O governador é acusado de facilitar a atuação dos garimpeiros, recorrendo, inclusive, a projetos de lei que proíbem a destruição de maquinários utilizados pelos criminosos. Para além de ter a tabela periódica inteira, Roraima é o estado mais bolsonarista do Brasil. Nas eleições de 2022, Bolsonaro obteve 76% dos votos, venceu em 14 dos 15 municípios. Perdeu apenas em Uiramutá, cidade cuja maioria da população é indígena.

Em resposta à crise humanitária em Roraima, na segunda-feira 30 o presidente Lula assinou um decreto adotando medidas para atender o estado de emergência em saúde pública no território ­Yanomâmi, instalado na semana anterior. O documento convoca os ministérios da Defesa, da Saúde, de Desenvolvimento Social e Assistência Social, Família e Combate à Fome e dos Povos Indígenas a atuarem no enfrentamento à crise humanitária vivenciada pelos indígenas daquela região. O documento determina ainda que o Comando da Aeronáutica crie uma Zona de Identificação de Defesa Aérea sobre o espaço aéreo que cobre todo o território Yanomâmi durante o período que durar o estado de emergência e adote medidas de controle do espaço aéreo contra tráfego de aeronaves suspeitas e ilegais.

O governo também investiga a exploração sexual e adoções ilegais de crianças indígenas, diz Ariel de Castro Alves

“Na criminologia se diz que uma das causas do crime é a ausência do guardião. Quando as pessoas percebem que o Estado não está olhando, o crime vai acontecer. O guardião não precisa ser um policial, pode ser uma câmera, um veículo na área, um satélite, o importante é que as pessoas tenham a percepção de que o Estado está olhando e, mais que isso, que essas ações não sejam vistas pelos criminosos como pontuais. Precisamos ter um protocolo de atuação permanente para aquela região”, defende Saraiva.

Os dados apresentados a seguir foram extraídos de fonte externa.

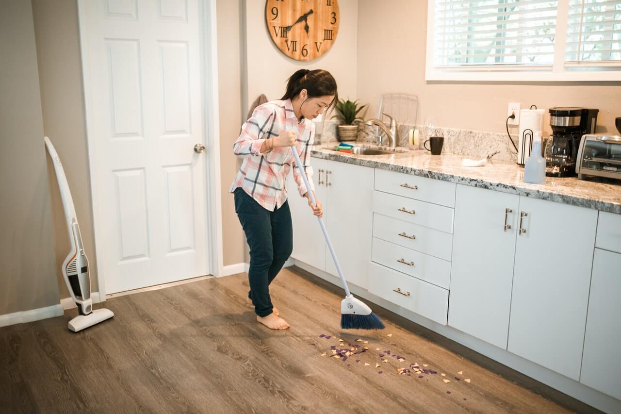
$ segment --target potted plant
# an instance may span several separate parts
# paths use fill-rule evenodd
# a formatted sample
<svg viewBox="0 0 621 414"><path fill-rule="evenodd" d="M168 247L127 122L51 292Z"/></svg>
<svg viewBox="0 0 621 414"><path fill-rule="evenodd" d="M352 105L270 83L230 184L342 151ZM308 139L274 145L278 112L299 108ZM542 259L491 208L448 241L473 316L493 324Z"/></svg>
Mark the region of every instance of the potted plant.
<svg viewBox="0 0 621 414"><path fill-rule="evenodd" d="M352 102L349 99L340 99L337 103L337 114L333 116L343 123L338 126L338 140L340 141L355 141L358 138L358 124L355 124L363 117L358 116L358 113L366 105L358 105L358 100Z"/></svg>

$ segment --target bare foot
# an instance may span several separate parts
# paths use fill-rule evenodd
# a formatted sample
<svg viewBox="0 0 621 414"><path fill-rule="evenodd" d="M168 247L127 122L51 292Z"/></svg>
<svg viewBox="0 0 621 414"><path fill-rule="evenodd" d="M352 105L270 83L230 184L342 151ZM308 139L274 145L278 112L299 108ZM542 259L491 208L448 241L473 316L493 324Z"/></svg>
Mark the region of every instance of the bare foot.
<svg viewBox="0 0 621 414"><path fill-rule="evenodd" d="M250 306L255 306L254 304L253 304L252 301L250 300L250 298L246 298L246 303L250 305ZM275 315L277 316L280 316L280 312L278 311L278 309L276 306L274 306L272 308L272 312L274 313L274 315Z"/></svg>
<svg viewBox="0 0 621 414"><path fill-rule="evenodd" d="M286 329L291 326L286 320L276 316L273 312L265 318L256 315L256 320L271 329Z"/></svg>

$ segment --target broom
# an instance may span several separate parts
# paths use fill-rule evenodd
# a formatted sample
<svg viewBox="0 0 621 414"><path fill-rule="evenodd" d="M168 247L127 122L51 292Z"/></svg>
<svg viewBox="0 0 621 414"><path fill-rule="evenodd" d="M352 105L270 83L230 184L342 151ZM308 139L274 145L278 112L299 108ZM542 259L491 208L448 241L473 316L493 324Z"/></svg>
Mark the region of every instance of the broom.
<svg viewBox="0 0 621 414"><path fill-rule="evenodd" d="M304 180L304 185L306 186L306 191L308 191L309 195L310 196L310 201L316 206L317 201L315 201L315 196L313 195L312 191L310 191L310 185L309 184L308 178L306 177L306 172L304 172L302 162L300 161L300 157L297 155L297 150L295 145L291 146L291 150L293 152L293 156L296 158L297 169L299 170L302 179ZM384 329L384 324L382 323L378 315L373 313L371 308L363 303L362 301L353 297L353 295L350 293L349 288L347 287L347 282L345 282L345 278L343 276L343 272L341 271L341 267L338 265L338 259L337 259L337 255L334 252L332 244L328 236L328 231L325 229L325 225L322 221L321 218L317 217L317 218L319 221L321 230L324 232L324 237L325 237L325 242L330 249L330 253L332 255L332 259L337 267L337 272L338 272L338 276L341 278L343 288L345 290L345 298L341 301L341 328L346 329Z"/></svg>

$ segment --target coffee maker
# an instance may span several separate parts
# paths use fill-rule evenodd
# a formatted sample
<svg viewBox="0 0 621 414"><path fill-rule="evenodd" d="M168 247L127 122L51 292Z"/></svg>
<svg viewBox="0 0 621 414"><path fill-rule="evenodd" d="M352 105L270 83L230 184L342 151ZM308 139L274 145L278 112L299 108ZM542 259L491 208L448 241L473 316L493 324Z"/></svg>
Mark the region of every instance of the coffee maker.
<svg viewBox="0 0 621 414"><path fill-rule="evenodd" d="M574 177L580 139L595 132L599 109L559 106L549 112L552 135L545 146L545 175Z"/></svg>

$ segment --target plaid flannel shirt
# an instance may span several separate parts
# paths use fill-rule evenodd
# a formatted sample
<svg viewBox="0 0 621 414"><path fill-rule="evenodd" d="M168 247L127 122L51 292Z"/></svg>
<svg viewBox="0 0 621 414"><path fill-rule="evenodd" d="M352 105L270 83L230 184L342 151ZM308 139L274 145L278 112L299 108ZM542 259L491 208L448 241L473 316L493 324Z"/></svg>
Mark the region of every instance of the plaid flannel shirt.
<svg viewBox="0 0 621 414"><path fill-rule="evenodd" d="M229 192L241 187L270 211L279 208L287 200L286 177L292 166L300 195L307 192L291 147L274 147L271 152L261 152L263 142L278 137L284 126L297 132L296 149L310 188L315 191L310 149L315 136L315 124L306 119L298 122L291 99L272 101L257 106L242 126L242 133L233 145L235 154L243 158L243 162Z"/></svg>

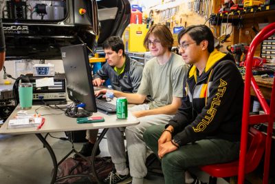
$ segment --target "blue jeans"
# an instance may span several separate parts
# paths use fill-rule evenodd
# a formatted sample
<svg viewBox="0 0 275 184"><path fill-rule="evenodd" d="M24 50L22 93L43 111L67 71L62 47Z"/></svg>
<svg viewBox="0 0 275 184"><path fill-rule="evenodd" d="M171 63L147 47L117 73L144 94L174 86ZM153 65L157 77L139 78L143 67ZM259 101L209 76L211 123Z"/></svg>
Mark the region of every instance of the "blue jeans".
<svg viewBox="0 0 275 184"><path fill-rule="evenodd" d="M144 133L146 144L157 155L157 140L164 125L153 125ZM203 139L168 153L161 160L166 184L185 183L184 171L195 166L226 163L239 158L239 142L224 139Z"/></svg>

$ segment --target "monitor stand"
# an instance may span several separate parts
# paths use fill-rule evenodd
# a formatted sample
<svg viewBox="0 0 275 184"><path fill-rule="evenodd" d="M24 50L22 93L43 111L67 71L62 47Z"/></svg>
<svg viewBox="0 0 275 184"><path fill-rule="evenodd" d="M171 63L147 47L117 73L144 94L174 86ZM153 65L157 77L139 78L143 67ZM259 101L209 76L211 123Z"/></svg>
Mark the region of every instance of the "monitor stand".
<svg viewBox="0 0 275 184"><path fill-rule="evenodd" d="M76 105L74 108L68 108L65 114L71 118L83 118L91 116L93 113Z"/></svg>

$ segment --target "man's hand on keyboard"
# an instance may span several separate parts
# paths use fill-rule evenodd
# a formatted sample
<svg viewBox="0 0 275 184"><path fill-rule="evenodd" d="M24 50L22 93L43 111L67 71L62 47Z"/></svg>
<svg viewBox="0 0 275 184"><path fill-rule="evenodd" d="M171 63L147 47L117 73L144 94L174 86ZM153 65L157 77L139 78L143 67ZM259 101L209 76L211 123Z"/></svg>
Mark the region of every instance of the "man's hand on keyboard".
<svg viewBox="0 0 275 184"><path fill-rule="evenodd" d="M96 78L96 79L93 80L93 85L94 86L100 86L104 82L105 82L105 80L102 80L100 78Z"/></svg>
<svg viewBox="0 0 275 184"><path fill-rule="evenodd" d="M106 90L106 89L98 90L98 91L95 92L95 96L98 96L98 95L100 95L100 94L105 94L107 91L107 90ZM106 96L103 95L103 98L106 98Z"/></svg>
<svg viewBox="0 0 275 184"><path fill-rule="evenodd" d="M143 114L144 110L139 110L139 111L134 111L132 112L132 114L136 116L137 118L144 116L145 115Z"/></svg>

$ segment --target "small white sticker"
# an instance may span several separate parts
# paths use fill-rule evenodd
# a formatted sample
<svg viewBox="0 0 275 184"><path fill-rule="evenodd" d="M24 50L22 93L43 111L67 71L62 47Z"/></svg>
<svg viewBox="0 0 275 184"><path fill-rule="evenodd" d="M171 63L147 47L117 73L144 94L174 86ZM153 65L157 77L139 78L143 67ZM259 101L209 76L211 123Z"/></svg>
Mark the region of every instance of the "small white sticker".
<svg viewBox="0 0 275 184"><path fill-rule="evenodd" d="M54 77L45 77L35 80L36 88L54 85Z"/></svg>

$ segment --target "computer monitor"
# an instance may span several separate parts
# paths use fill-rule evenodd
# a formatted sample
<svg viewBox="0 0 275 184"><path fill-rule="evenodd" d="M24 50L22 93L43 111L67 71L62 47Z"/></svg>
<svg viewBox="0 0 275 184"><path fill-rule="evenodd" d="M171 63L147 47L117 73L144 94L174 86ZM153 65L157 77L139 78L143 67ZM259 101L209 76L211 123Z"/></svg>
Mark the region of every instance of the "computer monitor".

Ao contrário do ocorrido no governo Bolsonaro, quando garimpeiros e lobistas eram transportados em aviões da FAB, o decreto presidencial determina que o Ministério da Defesa atue no fornecimento de dados de inteligência e no transporte aéreo logístico das equipes da Polícia Federal, do Ibama e dos demais órgãos e entidades da administração pública federal que participarão diretamente na neutralização de aeronaves e de equipamentos relacionados à mineração ilegal no território indígena. Na quarta-feira 1º, a Aeronáutica deu início à Operação Escudo Yanomâmi, para desarticular a logística que abastece o garimpo, utilizando um radar de controle do tráfego aéreo. A operação foi dividida em três zonas, uma delas é a proibida, em que só estão autorizadas a trafegar aeronaves militares ou que fazem parte da operação. Na área restrita podem ­voar aeronaves que estão em contato com órgãos de controle e, na zona reservada, estão permitidos voos de acordo com as regras e orientações do tráfego aéreo.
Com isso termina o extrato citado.